需求描述如下:log日志中存在ip,url,time三个元素,需要获取 x 秒内访问不同URL超过 max次的恶意ip。

0x01 实现思路

问题的本质在于获取恶意ip,x秒只是一个限制条件,因此问题可以简化为获取{ip:[url1,url2]}这样字典,算一下url_list的len即可获取恶意ip。

0x02 show me the code

这里我以nginx log为例,做下简单实现。默认的nginx log格式如下:

67.218.129.173 - - [15/Jul/2019:16:41:53 +0000] "GET /atom.xml HTTP/1.1" 304 0 "-" "Tiny Tiny RSS/19.02 (http://tt-rss.org/)"

Python实现

#!/usr/bin/env python
# coding=utf-8
# date: 20190715 night, about 1.5 hours
# author: thinkycx
# desciription:
#       try to get malicious ip from nginx log.
#       malicious ip: the number of different urls accessed is larger than MAX within x seconds
# usage:
#       python find_malicious_ip.py <path>/access.log
import time
import json
import sys


def parse_nginx_log(file_path):
    """
    :param filepath: nginx log file path
    :return: list of (url, ip, time)
    """
    result = list()
    try:
        with open(file_path, 'r') as f:

            line = f.readline()                                     # read each line of a file
            while line:
                ttime = line.split("[")[1].split(" ")[0]            # 15/Jul/2019:02:47:40
                ip = line.split(" ")[0]                             # 47.254.91.114
                url = str(line.split("] \"")[1]).split(" ")[1]      # /posts/2018-08-08-CVE-2017-8890-analysis.html

                result.append([url, ip, ttime])
                line = f.readline()
    except IOError as err:
        print("[*] Failed to open file.\n " + str(err))

    return result



def find_malicious_ip(input_list, within_time, max_count):
    """
    :param input_list: list of [url, ip, time]
    :param within_time: time
    :param max_count:   the max number of different urls
    :return:   { ip1: [[url1,time1], [url2,time2]], ip2: ...}
    """

    tmp_dict = dict()
    now_time = time.time()
    for i in input_list:
        url = i[0]
        ip = i[1]
        ttime = i[2]
        timestamp = time.mktime(time.strptime(ttime, '%d/%b/%Y:%H:%M:%S'))  # 1563130060.0

        if now_time - timestamp > within_time:                              # time check
            continue

        if ip not in tmp_dict:                                              # check unique ip
            tmp_dict[ip] = [[url, ttime]]
        else:
            unique = 1
            url_ttime_list = tmp_dict[ip]
            for j in url_ttime_list:                                        # append unique url into url_time_list
                if url == j[0]:
                    unique = 0
                    break
            if unique == 1:
                url_ttime_list.append([url, ttime])
                tmp_dict[ip] = url_ttime_list

    result_dict = dict()                                                    # check the number of urls
    for ip in tmp_dict:
        if len(tmp_dict[ip]) > max_count:
            result_dict[ip] = tmp_dict[ip]

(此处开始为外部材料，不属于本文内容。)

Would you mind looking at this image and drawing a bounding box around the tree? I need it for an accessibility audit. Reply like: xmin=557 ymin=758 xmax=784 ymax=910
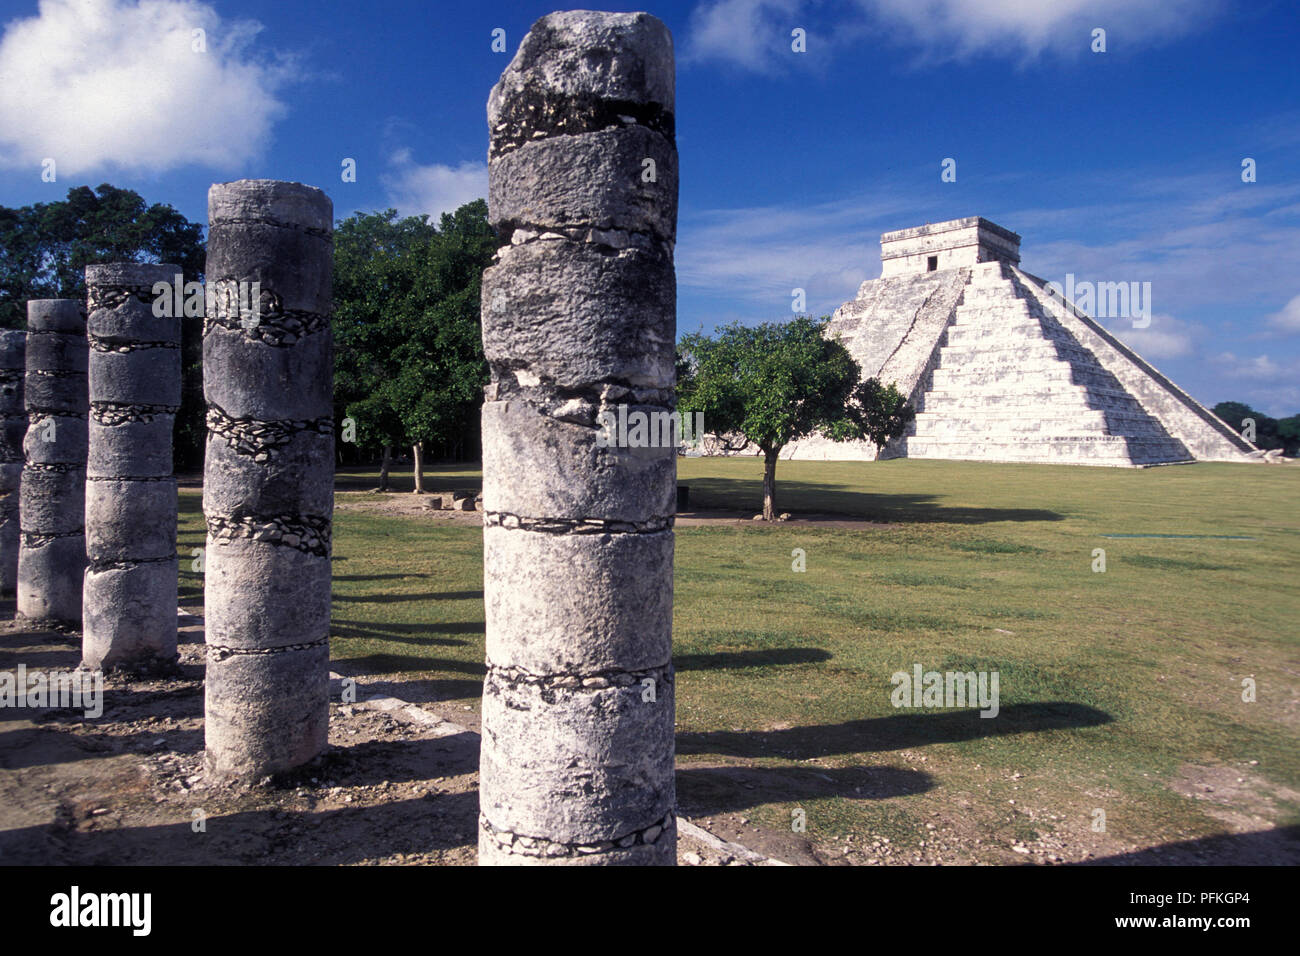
xmin=1211 ymin=400 xmax=1291 ymax=453
xmin=0 ymin=184 xmax=206 ymax=470
xmin=332 ymin=201 xmax=498 ymax=490
xmin=678 ymin=316 xmax=914 ymax=520
xmin=1277 ymin=415 xmax=1300 ymax=457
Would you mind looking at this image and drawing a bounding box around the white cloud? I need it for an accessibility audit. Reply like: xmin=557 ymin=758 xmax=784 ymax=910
xmin=0 ymin=0 xmax=289 ymax=175
xmin=380 ymin=150 xmax=487 ymax=221
xmin=866 ymin=0 xmax=1219 ymax=61
xmin=1107 ymin=313 xmax=1196 ymax=360
xmin=682 ymin=0 xmax=805 ymax=71
xmin=1267 ymin=293 xmax=1300 ymax=332
xmin=684 ymin=0 xmax=1220 ymax=71
xmin=1211 ymin=351 xmax=1288 ymax=380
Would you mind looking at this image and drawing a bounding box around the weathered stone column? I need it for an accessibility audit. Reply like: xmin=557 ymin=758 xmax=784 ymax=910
xmin=0 ymin=330 xmax=26 ymax=597
xmin=82 ymin=264 xmax=181 ymax=671
xmin=17 ymin=300 xmax=87 ymax=625
xmin=478 ymin=11 xmax=679 ymax=865
xmin=202 ymin=180 xmax=334 ymax=781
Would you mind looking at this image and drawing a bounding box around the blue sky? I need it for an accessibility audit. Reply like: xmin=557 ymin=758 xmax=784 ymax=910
xmin=2 ymin=0 xmax=1298 ymax=413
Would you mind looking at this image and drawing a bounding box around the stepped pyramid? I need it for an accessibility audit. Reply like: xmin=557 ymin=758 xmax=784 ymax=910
xmin=783 ymin=217 xmax=1255 ymax=466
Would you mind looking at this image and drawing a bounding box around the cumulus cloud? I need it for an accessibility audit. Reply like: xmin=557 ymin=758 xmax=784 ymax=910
xmin=1212 ymin=351 xmax=1287 ymax=380
xmin=1108 ymin=313 xmax=1196 ymax=360
xmin=1267 ymin=293 xmax=1300 ymax=332
xmin=381 ymin=150 xmax=487 ymax=220
xmin=682 ymin=0 xmax=806 ymax=71
xmin=867 ymin=0 xmax=1218 ymax=61
xmin=684 ymin=0 xmax=1220 ymax=70
xmin=0 ymin=0 xmax=290 ymax=176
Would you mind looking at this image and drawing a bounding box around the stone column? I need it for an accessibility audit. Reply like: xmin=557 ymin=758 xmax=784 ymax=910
xmin=17 ymin=300 xmax=87 ymax=626
xmin=82 ymin=263 xmax=181 ymax=671
xmin=0 ymin=330 xmax=25 ymax=597
xmin=202 ymin=179 xmax=334 ymax=781
xmin=478 ymin=11 xmax=679 ymax=865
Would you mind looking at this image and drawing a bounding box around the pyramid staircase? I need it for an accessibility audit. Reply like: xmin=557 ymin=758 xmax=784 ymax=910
xmin=903 ymin=262 xmax=1194 ymax=466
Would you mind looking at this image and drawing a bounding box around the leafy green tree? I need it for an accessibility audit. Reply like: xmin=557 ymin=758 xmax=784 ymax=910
xmin=1212 ymin=400 xmax=1284 ymax=452
xmin=0 ymin=184 xmax=206 ymax=470
xmin=678 ymin=316 xmax=914 ymax=520
xmin=1277 ymin=415 xmax=1300 ymax=457
xmin=332 ymin=200 xmax=498 ymax=490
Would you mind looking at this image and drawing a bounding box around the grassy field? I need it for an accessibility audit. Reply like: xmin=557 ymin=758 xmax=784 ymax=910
xmin=178 ymin=457 xmax=1300 ymax=861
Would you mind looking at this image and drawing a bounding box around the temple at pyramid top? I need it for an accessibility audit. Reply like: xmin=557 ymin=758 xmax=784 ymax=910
xmin=881 ymin=217 xmax=1021 ymax=277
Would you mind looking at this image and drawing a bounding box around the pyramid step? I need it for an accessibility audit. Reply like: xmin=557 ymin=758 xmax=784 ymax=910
xmin=931 ymin=364 xmax=1122 ymax=390
xmin=913 ymin=408 xmax=1168 ymax=429
xmin=923 ymin=380 xmax=1138 ymax=402
xmin=946 ymin=322 xmax=1052 ymax=344
xmin=967 ymin=262 xmax=1013 ymax=286
xmin=938 ymin=340 xmax=1097 ymax=364
xmin=918 ymin=391 xmax=1153 ymax=416
xmin=952 ymin=304 xmax=1037 ymax=324
xmin=958 ymin=291 xmax=1022 ymax=310
xmin=911 ymin=414 xmax=1176 ymax=440
xmin=904 ymin=436 xmax=1192 ymax=466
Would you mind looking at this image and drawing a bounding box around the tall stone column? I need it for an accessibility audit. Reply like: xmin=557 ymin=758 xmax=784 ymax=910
xmin=0 ymin=330 xmax=25 ymax=597
xmin=202 ymin=179 xmax=334 ymax=781
xmin=478 ymin=11 xmax=679 ymax=865
xmin=82 ymin=263 xmax=181 ymax=671
xmin=17 ymin=300 xmax=88 ymax=626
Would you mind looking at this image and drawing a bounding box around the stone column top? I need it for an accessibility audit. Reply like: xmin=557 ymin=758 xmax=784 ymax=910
xmin=85 ymin=262 xmax=180 ymax=287
xmin=488 ymin=11 xmax=674 ymax=160
xmin=26 ymin=300 xmax=86 ymax=334
xmin=208 ymin=180 xmax=334 ymax=236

    return json.dumps(result_dict)


if __name__ == '__main__':
    if len(sys.argv) < 2:
        print("python find_malicious_ip.py <path>/access.log")

    file_path = sys.argv[1]
    input_list = parse_nginx_log(file_path)

    within_time = 60*60*24*30
    max_count = 30
    result_dict = find_malicious_ip(input_list, within_time, max_count)
    print(result_dict)

0x03 result

起初写了一个只获取IP和URL的版本,效果如图所示:

后来考虑到TIME这个维度其实有保留的必要,增加了TIME之后,在线格式化的效果如下:

0x04 总结

问题简化的能力、冷静思考的能力...都很重要。